The keys for our ChatGPT endpoint are stored in a .env file (will be pushed later), and the endpoint in the config.yml file. The .env file is normally in the .gitignore so that these secrets are not uploaded to the internet. The settings.py file uses pydantic to automatically load these secrets into the pipeline object. The config file also contains settings like the paths to the data objects and LLM models.

Running the pipeline

This project uses dependency injection to ensure consistency between all the objects in the pipeline. The main.py file shows how to create the container that contains all the objects with the correct configuration. The pipeline container object contains all objects needed to run the pipeline to generate orders for text messages.

The orchestrator of the pipeline is OrderProposalService. This contains one main method required to run through a task:

order_proposal = order_generator.from_text(text)
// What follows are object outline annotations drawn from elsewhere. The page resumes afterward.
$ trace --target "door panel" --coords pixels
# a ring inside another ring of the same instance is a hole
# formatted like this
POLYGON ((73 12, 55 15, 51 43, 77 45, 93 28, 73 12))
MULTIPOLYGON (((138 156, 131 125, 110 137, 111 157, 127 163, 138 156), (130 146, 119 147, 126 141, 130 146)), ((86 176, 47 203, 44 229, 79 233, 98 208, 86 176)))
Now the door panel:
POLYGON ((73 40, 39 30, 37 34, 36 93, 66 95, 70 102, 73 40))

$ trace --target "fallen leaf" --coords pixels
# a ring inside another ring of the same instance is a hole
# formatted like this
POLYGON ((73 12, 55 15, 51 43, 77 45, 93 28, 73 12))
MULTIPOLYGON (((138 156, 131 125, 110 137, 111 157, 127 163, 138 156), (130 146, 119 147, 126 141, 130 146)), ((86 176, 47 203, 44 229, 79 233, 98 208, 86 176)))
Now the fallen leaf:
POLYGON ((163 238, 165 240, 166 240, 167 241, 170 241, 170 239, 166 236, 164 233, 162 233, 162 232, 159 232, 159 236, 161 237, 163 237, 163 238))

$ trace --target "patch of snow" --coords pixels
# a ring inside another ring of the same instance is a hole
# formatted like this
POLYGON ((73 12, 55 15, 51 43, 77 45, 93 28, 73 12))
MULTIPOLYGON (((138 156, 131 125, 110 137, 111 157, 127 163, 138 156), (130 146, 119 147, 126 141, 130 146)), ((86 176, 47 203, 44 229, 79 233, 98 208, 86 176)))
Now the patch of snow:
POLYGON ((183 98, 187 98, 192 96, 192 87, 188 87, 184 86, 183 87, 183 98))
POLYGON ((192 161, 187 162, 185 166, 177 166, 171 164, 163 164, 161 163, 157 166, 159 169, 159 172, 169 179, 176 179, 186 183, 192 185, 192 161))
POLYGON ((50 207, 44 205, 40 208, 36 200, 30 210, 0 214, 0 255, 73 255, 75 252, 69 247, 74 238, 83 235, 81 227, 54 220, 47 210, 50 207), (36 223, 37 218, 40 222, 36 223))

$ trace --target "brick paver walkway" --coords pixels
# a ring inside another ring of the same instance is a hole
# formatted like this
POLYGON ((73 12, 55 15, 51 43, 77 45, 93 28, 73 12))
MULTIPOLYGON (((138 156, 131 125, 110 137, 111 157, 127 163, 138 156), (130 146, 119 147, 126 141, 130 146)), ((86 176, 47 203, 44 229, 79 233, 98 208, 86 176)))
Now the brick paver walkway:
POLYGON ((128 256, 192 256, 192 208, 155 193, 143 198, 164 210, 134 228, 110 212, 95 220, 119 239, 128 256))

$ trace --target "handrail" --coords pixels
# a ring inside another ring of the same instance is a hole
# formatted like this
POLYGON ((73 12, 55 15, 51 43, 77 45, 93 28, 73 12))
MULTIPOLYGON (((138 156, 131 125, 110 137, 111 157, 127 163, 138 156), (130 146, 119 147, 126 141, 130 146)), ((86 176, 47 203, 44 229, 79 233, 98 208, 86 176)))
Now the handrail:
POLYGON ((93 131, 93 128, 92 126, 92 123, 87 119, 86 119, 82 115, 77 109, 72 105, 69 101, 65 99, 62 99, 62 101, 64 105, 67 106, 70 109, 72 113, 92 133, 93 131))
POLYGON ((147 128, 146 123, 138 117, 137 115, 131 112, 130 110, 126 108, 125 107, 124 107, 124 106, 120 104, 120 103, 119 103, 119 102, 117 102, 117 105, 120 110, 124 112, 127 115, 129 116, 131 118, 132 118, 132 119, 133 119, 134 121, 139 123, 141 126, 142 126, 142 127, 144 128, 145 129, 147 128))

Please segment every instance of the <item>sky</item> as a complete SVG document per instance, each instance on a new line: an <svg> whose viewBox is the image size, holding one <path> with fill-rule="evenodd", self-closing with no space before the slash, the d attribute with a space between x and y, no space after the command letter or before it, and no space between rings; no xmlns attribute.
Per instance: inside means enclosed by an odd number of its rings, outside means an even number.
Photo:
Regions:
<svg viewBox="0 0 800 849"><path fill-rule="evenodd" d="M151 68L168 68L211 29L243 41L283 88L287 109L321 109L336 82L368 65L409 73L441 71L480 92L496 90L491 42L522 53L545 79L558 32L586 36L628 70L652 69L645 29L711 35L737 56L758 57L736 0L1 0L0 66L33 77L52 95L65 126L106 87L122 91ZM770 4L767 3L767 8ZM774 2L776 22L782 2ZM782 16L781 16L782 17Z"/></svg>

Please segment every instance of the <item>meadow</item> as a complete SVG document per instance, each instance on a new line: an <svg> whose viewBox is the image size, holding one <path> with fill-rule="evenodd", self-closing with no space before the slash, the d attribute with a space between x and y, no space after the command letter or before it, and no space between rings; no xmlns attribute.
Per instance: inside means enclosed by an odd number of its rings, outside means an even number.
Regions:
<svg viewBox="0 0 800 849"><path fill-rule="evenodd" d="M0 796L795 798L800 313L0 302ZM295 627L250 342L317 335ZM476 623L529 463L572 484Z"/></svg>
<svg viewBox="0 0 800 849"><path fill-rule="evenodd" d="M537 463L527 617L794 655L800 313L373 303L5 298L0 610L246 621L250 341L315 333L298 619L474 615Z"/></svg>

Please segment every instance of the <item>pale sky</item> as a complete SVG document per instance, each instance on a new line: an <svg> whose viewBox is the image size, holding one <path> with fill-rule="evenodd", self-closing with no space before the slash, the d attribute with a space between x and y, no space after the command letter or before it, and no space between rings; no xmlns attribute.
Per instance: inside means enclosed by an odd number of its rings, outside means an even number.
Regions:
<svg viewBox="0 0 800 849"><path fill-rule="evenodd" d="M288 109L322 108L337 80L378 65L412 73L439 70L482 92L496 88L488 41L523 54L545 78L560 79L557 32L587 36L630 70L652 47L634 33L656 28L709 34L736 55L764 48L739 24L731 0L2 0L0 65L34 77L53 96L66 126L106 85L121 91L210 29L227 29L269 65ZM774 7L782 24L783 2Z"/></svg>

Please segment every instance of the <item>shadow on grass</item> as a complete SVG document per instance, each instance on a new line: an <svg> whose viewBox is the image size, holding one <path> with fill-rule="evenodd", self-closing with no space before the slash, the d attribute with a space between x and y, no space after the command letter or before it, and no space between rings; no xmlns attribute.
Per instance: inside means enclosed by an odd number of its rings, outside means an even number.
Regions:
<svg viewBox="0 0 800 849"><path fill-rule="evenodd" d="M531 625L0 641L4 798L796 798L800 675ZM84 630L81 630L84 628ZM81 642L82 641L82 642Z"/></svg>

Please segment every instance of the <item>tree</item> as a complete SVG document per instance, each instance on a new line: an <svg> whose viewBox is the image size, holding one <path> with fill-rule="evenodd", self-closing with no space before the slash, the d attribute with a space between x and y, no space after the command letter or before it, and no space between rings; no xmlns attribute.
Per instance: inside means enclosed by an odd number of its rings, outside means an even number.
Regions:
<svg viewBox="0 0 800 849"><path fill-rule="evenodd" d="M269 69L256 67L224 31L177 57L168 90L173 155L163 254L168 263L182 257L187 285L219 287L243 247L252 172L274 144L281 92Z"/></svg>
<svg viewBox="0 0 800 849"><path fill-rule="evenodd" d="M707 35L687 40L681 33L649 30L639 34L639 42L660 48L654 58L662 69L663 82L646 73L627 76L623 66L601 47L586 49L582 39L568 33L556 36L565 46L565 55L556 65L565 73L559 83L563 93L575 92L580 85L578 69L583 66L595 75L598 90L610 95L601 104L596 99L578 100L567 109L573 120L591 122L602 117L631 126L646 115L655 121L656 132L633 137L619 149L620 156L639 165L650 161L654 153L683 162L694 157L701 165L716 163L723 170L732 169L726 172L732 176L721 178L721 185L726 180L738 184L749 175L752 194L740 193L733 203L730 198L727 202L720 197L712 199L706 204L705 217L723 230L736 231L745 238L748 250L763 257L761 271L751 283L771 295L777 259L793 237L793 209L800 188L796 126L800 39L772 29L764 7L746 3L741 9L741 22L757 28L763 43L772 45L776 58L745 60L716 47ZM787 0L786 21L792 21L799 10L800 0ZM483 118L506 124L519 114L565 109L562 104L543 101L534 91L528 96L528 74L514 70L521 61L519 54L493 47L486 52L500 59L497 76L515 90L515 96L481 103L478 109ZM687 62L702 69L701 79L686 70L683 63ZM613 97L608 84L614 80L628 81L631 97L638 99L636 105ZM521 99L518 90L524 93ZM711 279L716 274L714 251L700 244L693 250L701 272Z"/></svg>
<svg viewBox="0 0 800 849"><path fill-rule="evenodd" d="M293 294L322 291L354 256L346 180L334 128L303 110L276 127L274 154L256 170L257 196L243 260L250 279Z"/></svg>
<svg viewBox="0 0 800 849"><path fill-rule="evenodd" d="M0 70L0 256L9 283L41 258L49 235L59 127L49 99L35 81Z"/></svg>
To run the pipeline from text to order there is a predefined configuration to run it faster: poetry run pipeline. This command runs main.py for one order example. This only works after the load_example_order() succesfully finds data, and once the entity_recognition.py has been implemented. You will be doing this in the workshop!

Running tests

There are two groups of tests: They are marked using pytest as unit and integration. Run them using pytest -m unit or pytest -m integration. Unit tests normally use mocked clients and can be executed without any connection to clients. Integration tests test that the clients work as expected. For the workshop we don't provide mocked clients, so most unit tests are actually also integration tests. During the workshop you can run the tests to see if your implementation works as it should.